Gingrich's recent slip in the  polls indicate that his record is susceptible to attacks, like the ads playing in Iowa that highlight his work as a consultant for mortgage giant Freddie Mac, which paid Gingrich $1.6 million over six years. Gingrich has said he was paid for “strategic advice,” not lobbying.

"I think as tea partyers concentrate on that ... they'll say, `Wow, this really isn't the guy that would represent our views,' " Romney told reporters in Charleston, S.C., on Saturday. "I think the tea party is anxious to have people who are outside Washington coming in to change Washington, as opposed to people who stayed in Washington for 30 years."

Yet Gingrich's tea party strategy, at least for now, keeps paying off.

Without the financial resources or campaign structure to keep up with Romney, Gingrich has actively courted tea party adherents, much as Herman Cain did before he left the race amid accusations of infidelity. Gingrich was an early signer of the Contract From America, a tea party position statement patterned on Gingrich's own Contract With America. Gingrich also threw his support behind the 2009 tax day rallies, helping to give early legitimacy to the tea party movement.

He courted tea party organizations so aggressively in South Carolina that Bachmann cried foul, alleging that the Gingrich campaign was paying for support. There is no evidence of that occurring, and Gingrich's campaign has flatly denied it, as have tea party members in that state.

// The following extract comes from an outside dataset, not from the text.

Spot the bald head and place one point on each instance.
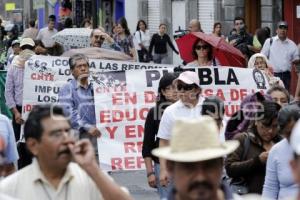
(195, 26)
(97, 38)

Gingrich's campaign has hired local tea party leaders in Iowa, New Hampshire, and South Carolina.

“Gingrich has been very clever in using the energy of the movement to propel his campaign in ways that Romney has just been tone deaf,” Michael Patrick Leahy, co-founder of the Nationwide Tea Party Coalition recently told Owen Brennan, writing in the conservative Weekly Standard magazine.

Gingrich is no tea party shoo-in. He will have to prove that he's more committed to conservative principles than he's let on in the past. And that he's seasoned and disciplined enough to take on Obama.

“There's certainly positions he's taken that would find a lot of support in the tea party, but the problem for Gingrich is that he's taken a lot of positions over the years, some of them consistent with the philosophy of the tea party, but others that would not be,” says Professor Black, at Emory.

The straw poll win for Gingrich came with cautious approval from Jenny Beth Martin, a Tea Party Patriots coordinator. “An overwhelming number of activists from around the nation showed they are serious about electing a candidate who advances tea party principles,” she said. "Just as in 2010, candidates like Newt Gingrich will need to show they will be fiscally responsible and protect the Constitution in the White House."